The War on Disco, which premieres on AMERICAN EXPERIENCE on October 30, explores that question, the cultural forces that gave rise to disco and the fierce backlash that emerged against a backdrop of race, culture and socioeconomic hardship.
The immensely popular, catchy dance music, which originated in Black and gay urban nightclubs, topped the charts in the 1970s. As the craze saturated the culture, detractors pushed back, ridiculing disco’s kitschy emphasis on glamor and lack of musical gravitas. A key player was Chicago DJ Steve Dahl, who had lost his job when his rock radio station changed to an all-disco format.
The Disco Demolition, one of Dahl’s many publicity stunts, took the protest to another level.
“It was one of those events that was an early skirmish in the now-familiar ‘culture wars,’ even if we weren’t calling it that at the time,” said Cameo George, executive producer of AMERICAN EXPERIENCE. “What seemed like a simple grudge between those who loved disco and those who loved rock was in many ways a larger, more pointed response to the rapid shift in cultural, demographic and economic patterns that were coming to a head in the 1970s and are still causing friction in America today.”
Historians, radio industry veterans and Chicago residents who went to the event have starkly opposing perspectives on that night. “Initially, the story of the Disco Demolition seemed clear-cut—that it was a very obviously racist, homophobic display right out in the open,” said Rushmore DeNooyer, who produced and wrote the film, along with Lisa Quijano Wolfinger, producer and director. “But that doesn’t explain the fact that the vast majority of people who were there had no idea that disco music had originated in Black and gay underground clubs. This story is more complex and nuanced than it might seem.”

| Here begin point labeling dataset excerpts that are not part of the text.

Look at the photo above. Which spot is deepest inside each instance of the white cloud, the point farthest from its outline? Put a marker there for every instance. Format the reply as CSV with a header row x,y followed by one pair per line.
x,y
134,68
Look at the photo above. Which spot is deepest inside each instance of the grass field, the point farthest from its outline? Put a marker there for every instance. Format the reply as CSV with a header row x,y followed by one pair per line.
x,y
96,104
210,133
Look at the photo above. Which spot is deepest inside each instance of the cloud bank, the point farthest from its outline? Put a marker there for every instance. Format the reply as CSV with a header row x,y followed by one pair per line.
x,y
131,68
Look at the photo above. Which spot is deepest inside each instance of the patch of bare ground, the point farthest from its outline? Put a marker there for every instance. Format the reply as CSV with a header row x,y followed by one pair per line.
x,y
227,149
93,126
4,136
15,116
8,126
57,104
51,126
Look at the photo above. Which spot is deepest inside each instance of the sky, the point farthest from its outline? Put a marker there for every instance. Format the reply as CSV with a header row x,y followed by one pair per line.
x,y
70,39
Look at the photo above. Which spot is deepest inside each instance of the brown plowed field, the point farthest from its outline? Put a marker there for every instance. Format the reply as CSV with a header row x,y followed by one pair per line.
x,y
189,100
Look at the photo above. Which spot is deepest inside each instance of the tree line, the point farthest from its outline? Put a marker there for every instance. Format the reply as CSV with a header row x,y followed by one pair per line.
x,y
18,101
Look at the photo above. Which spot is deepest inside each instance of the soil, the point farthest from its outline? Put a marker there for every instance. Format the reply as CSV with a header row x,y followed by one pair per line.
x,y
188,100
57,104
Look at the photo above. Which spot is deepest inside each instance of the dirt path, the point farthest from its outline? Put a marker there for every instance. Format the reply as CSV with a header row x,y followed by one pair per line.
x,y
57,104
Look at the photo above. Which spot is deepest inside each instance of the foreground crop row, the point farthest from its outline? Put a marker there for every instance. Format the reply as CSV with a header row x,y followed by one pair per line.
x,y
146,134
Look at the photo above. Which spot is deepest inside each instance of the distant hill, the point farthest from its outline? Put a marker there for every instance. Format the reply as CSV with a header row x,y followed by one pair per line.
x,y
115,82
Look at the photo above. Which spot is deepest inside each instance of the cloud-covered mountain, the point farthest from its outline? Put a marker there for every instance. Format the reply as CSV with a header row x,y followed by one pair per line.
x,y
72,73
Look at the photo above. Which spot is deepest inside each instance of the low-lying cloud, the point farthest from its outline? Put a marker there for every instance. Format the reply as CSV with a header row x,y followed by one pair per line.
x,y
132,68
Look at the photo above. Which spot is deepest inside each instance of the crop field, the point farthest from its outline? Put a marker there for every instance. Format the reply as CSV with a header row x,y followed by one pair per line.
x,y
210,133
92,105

Several historians interviewed in the film point out that the social movements that emerged in the 1960s raised, but did not resolve, very tough questions about race, sexuality and women’s rights. By the 1970s, those simmering issues were boiling over.
“Serious television documentaries haven't explored the seventies and eighties as deeply as other periods in American history,” said DeNooyer. “Pop culture sometimes gets dismissed as not worthy of deep thought or analysis, but I think it can reveal a lot.”
Reflecting on that period can “help explain how we got where we are,” said Jefferson Cowie, professor of American History at Vanderbilt University. “The 1970s are the foundation of our own time. We’re still battling over these same questions.”
DeNooyer hopes viewers have the same experience he had as he created the film. “I learned a lot about things that I thought I understood.”